Na simulação de segundo turno, o petista venceria o ex-capitão por 45% a 37%. A diferença entre eles é menor do que a registrada na mais recente pesquisa Datafolha, realizada em 11 e 12 de maio: 55% a 32%. “O eleitor não gosta de desperdiçar seu voto. Tendo ambos um contingente grande de fãs, algo próximo de 25%, Lula e Bolsonaro devem polarizar o pleito”, afirma o cientista político Felipe Nunes, diretor da Quaest Consultoria, que elabora um ranking diário de popularidade digital no qual Lula e Bolsonaro também aparecem nas primeiras colocações. “Ainda contribui com esse quadro de polarização o fato de que o centro não tem conseguido coordenar ações para fragmentar o voto de um e de outro”, acrescenta Nunes.

O levantamento do Ideia Big Data traz outros dados ruins para Bolsonaro. Metade dos entrevistados considera o governo ruim ou péssimo, enquanto apenas 24% o avaliam como ótimo ou bom. O presidente também tem o maior nível de rejeição entre os presidenciáveis, de 39%, ante 36% de Lula. A pandemia e a crise econômica ajudam a explicar essa situação. “A números de hoje, a eleição seria uma batalha de rejeições, que teria algumas implicações práticas. A primeira é que a gente não teria uma eleição de convencimento, porque dificilmente você vai conseguir convencer alguém do Bolsonaro a votar no Lula e vice-versa”, diz Maurício Moura. “Cada candidato teria que convencer o máximo de apoiadores a votar, porque, num ambiente tão polarizado, a abstenção pode fazer a diferença numa eleição apertada de rejeição”.
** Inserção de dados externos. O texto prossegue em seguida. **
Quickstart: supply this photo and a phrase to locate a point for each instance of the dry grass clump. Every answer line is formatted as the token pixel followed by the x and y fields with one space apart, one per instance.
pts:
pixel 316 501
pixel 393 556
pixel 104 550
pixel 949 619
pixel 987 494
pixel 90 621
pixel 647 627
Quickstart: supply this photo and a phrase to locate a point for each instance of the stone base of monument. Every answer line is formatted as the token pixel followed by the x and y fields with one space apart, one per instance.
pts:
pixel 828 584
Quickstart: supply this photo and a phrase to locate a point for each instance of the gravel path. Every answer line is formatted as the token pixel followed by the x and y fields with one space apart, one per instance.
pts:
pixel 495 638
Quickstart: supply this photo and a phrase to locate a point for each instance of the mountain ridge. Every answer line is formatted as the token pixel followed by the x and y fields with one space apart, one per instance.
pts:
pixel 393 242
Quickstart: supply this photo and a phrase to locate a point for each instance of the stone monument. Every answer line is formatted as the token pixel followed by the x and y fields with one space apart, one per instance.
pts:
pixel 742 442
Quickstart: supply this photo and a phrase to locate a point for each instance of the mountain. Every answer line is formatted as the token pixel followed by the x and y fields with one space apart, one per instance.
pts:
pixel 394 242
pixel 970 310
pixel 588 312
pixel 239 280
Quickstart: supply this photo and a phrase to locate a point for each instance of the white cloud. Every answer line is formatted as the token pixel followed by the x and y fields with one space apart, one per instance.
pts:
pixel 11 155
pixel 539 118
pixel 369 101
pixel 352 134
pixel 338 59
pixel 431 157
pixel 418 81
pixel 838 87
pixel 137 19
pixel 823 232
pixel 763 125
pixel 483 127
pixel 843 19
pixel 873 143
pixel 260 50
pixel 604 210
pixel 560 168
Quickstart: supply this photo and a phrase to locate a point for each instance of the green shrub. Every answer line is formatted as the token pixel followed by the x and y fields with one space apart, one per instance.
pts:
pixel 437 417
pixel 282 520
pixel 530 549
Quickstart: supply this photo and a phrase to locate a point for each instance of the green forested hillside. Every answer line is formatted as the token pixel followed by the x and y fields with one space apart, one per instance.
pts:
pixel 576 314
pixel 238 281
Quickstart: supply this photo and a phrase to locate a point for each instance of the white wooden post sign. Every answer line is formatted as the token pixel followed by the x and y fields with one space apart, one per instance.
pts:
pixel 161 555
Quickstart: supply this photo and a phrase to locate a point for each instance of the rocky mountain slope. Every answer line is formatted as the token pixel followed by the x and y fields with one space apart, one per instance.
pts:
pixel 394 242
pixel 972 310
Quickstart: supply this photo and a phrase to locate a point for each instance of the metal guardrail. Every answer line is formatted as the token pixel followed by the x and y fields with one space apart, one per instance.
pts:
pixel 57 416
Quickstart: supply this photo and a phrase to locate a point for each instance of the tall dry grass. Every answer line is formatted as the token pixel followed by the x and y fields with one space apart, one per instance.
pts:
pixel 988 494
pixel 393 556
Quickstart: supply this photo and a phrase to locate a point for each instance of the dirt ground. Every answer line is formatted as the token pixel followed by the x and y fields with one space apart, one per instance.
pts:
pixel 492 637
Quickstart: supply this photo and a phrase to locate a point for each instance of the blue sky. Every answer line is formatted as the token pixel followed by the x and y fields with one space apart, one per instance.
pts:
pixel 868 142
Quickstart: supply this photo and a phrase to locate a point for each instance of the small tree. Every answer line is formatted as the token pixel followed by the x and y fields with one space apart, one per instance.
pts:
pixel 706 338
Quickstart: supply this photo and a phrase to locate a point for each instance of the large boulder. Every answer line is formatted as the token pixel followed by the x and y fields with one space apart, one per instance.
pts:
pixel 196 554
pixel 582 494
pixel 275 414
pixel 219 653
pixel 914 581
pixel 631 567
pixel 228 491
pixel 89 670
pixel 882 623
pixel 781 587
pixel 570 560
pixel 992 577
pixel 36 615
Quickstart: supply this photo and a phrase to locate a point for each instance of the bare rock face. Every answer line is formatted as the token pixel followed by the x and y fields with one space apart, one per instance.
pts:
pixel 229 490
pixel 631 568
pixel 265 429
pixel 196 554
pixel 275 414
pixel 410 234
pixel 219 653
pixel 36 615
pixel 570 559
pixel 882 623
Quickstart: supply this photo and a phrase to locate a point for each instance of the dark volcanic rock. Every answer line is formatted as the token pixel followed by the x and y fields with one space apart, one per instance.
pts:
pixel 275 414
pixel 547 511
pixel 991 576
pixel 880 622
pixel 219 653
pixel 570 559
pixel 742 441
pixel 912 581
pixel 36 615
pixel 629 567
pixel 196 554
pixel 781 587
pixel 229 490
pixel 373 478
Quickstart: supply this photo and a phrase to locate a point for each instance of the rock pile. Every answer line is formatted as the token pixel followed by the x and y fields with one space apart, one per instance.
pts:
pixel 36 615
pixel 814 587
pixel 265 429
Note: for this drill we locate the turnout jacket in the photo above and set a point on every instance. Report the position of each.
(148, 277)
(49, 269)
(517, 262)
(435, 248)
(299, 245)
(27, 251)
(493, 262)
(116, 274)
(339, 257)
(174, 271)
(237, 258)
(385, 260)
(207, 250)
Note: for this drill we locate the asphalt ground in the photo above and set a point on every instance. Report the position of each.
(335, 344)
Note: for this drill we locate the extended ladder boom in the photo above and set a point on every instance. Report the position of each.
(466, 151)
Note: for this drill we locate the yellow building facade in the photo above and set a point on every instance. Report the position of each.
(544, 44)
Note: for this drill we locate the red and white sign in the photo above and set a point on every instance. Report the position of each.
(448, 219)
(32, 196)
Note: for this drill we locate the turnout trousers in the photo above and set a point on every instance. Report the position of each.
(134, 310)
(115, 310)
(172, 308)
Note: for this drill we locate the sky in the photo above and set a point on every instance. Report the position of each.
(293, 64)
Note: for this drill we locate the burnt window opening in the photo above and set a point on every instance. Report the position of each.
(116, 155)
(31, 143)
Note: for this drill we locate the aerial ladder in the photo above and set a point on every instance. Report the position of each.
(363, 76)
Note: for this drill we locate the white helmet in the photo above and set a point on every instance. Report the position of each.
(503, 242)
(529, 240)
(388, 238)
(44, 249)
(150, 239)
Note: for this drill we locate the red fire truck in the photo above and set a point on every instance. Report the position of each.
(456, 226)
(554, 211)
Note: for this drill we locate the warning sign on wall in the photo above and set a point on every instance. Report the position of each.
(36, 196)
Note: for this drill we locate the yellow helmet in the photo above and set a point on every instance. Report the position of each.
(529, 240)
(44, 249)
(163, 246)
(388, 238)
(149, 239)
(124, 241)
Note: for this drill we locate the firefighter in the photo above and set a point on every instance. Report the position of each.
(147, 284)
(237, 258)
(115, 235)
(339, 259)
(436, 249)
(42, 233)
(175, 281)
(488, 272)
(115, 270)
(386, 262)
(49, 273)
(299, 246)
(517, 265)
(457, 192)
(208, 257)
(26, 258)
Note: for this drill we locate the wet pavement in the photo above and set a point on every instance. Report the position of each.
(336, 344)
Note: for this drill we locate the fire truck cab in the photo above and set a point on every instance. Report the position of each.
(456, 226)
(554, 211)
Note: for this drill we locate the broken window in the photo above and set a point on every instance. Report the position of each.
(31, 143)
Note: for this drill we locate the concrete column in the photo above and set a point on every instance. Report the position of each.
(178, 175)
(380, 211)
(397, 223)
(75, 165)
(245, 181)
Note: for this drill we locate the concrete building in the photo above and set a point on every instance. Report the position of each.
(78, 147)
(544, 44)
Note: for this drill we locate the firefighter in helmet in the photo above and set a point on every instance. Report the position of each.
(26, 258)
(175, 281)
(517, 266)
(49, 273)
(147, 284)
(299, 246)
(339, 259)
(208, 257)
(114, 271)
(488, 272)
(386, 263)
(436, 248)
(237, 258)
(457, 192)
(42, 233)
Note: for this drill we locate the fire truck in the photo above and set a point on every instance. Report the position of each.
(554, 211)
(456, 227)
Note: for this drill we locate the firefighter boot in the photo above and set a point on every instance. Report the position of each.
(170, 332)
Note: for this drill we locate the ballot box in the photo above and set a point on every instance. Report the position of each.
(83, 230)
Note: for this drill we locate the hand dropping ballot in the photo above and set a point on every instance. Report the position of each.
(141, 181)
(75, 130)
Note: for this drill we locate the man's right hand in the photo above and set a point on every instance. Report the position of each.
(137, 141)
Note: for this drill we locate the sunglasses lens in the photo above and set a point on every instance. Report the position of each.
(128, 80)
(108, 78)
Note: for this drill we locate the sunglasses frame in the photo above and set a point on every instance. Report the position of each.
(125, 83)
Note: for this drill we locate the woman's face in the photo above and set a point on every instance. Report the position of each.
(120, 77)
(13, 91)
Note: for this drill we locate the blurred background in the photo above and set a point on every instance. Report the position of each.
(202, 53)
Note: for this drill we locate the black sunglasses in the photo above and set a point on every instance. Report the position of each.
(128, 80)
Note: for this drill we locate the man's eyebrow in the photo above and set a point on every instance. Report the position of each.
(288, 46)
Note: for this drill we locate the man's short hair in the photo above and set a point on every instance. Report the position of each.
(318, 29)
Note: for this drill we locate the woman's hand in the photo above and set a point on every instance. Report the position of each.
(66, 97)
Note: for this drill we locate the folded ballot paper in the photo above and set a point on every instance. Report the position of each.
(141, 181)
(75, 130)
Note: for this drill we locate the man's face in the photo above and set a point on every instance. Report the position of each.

Os dois favoritos têm reagido à rejeição de forma diferente. Enquanto Bolsonaro radicaliza e age de olho em nichos bem específicos de apoiadores, Lula procura antigos adversários e se apresenta como um político moderado. No último dia 12, ele almoçou com o ex-presidente Fernando Henrique Cardoso, que em entrevistas recentes declarou que votará no petista em eventual segundo turno contra Bolsonaro. Lula também retomou as conversas com políticos, inclusive com velhos caciques do MDB, legenda que capitaneou o processo de impeachment de Dilma Rousseff. Estão previstos ainda encontros com pesos pesados do PIB. Não consta dos planos do petista revidar os xingamentos ou responder as provocações de Bolsonaro. A ideia é confrontá-lo de forma indireta e propositiva, defendendo, por exemplo, mais vacinas contra a Covid-19 e a volta do valor de 600 reais para o auxílio emergencial. Chamado para a briga, Lula será paz e amor — até o tema corrupção entrar em pauta. O ex-presidente já disse a vários interlocutores que não admirá ser chamado de ladrão.